Emilio Lara López es mi amigo querido, y un grandísimo escritor que no ha hecho sino comenzar su carrera. Es un orgullo para  nuestro Jaén dormido, un acicate de la imaginación para esta tierra venerable que duerme el sueño de Blancanieves esperando a un príncipe ilusorio que jamás llegará si sus habitantes no salen de su cómodo sopor y luchan por un futuro luminoso.
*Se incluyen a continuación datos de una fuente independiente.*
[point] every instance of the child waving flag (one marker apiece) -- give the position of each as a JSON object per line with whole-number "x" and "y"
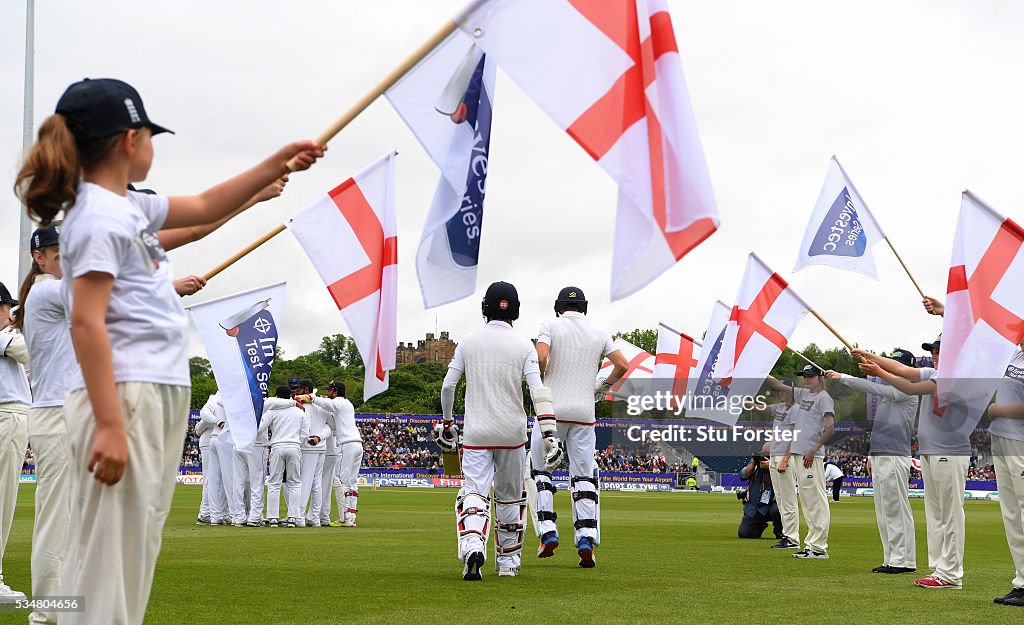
{"x": 127, "y": 405}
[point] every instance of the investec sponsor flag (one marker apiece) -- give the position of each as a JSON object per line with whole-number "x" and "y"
{"x": 611, "y": 76}
{"x": 984, "y": 318}
{"x": 240, "y": 333}
{"x": 842, "y": 231}
{"x": 446, "y": 101}
{"x": 706, "y": 393}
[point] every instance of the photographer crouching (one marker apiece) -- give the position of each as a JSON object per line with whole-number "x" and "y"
{"x": 759, "y": 499}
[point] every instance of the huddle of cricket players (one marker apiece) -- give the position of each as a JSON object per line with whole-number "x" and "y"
{"x": 562, "y": 368}
{"x": 314, "y": 449}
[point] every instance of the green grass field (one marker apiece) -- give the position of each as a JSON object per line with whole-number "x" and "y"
{"x": 667, "y": 558}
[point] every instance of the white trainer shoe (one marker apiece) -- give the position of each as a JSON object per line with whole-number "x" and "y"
{"x": 508, "y": 571}
{"x": 9, "y": 595}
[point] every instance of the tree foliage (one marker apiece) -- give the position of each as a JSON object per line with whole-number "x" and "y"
{"x": 416, "y": 388}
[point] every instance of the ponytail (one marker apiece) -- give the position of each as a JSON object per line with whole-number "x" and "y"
{"x": 23, "y": 295}
{"x": 48, "y": 180}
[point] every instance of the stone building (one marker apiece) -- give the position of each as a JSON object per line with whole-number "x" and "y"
{"x": 429, "y": 349}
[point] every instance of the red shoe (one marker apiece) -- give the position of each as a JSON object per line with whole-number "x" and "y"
{"x": 936, "y": 582}
{"x": 586, "y": 552}
{"x": 548, "y": 545}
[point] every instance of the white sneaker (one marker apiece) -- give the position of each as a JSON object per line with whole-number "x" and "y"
{"x": 9, "y": 595}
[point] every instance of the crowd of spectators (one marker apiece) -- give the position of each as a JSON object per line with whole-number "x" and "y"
{"x": 391, "y": 444}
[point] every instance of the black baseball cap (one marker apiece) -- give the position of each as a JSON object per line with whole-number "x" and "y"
{"x": 44, "y": 237}
{"x": 903, "y": 357}
{"x": 810, "y": 371}
{"x": 5, "y": 297}
{"x": 933, "y": 345}
{"x": 103, "y": 107}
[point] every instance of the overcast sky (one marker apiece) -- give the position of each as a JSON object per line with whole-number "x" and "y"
{"x": 918, "y": 99}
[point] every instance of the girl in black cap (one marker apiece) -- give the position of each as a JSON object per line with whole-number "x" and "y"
{"x": 126, "y": 409}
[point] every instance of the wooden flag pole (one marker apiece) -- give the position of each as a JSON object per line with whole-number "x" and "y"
{"x": 848, "y": 344}
{"x": 807, "y": 360}
{"x": 905, "y": 268}
{"x": 386, "y": 83}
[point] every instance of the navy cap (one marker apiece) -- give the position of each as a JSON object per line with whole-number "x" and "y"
{"x": 932, "y": 346}
{"x": 810, "y": 371}
{"x": 103, "y": 107}
{"x": 903, "y": 357}
{"x": 44, "y": 237}
{"x": 5, "y": 297}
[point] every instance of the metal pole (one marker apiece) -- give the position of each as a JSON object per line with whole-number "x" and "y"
{"x": 24, "y": 259}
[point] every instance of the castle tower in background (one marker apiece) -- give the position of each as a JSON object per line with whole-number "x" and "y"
{"x": 429, "y": 349}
Mientras tanto estaremos orgullosos de contar en la ciudad con un narrador  como Emilio, que vocea sin descanso su nombre y ya forma parte del patrimonio cultural colectivo de esta tierra de tantas posibilidades, y tan ralos logros. Emilio Lara es patrimonio jaenero. Aquí nació y formó su espíritu. Jaén está en cada poro de su ser, y aprovecha cualquier ocasión para vocearlo. Jaén está impresa en él. Y nosotros, los que somos jaeneros y amigos suyos estamos orgullosos de él. Porque lo queremos, y, porque es un magnífico escritor, centinela de nuestros mejores sueños.

Foto: Emilio Lara, en su cuarto de trabajo.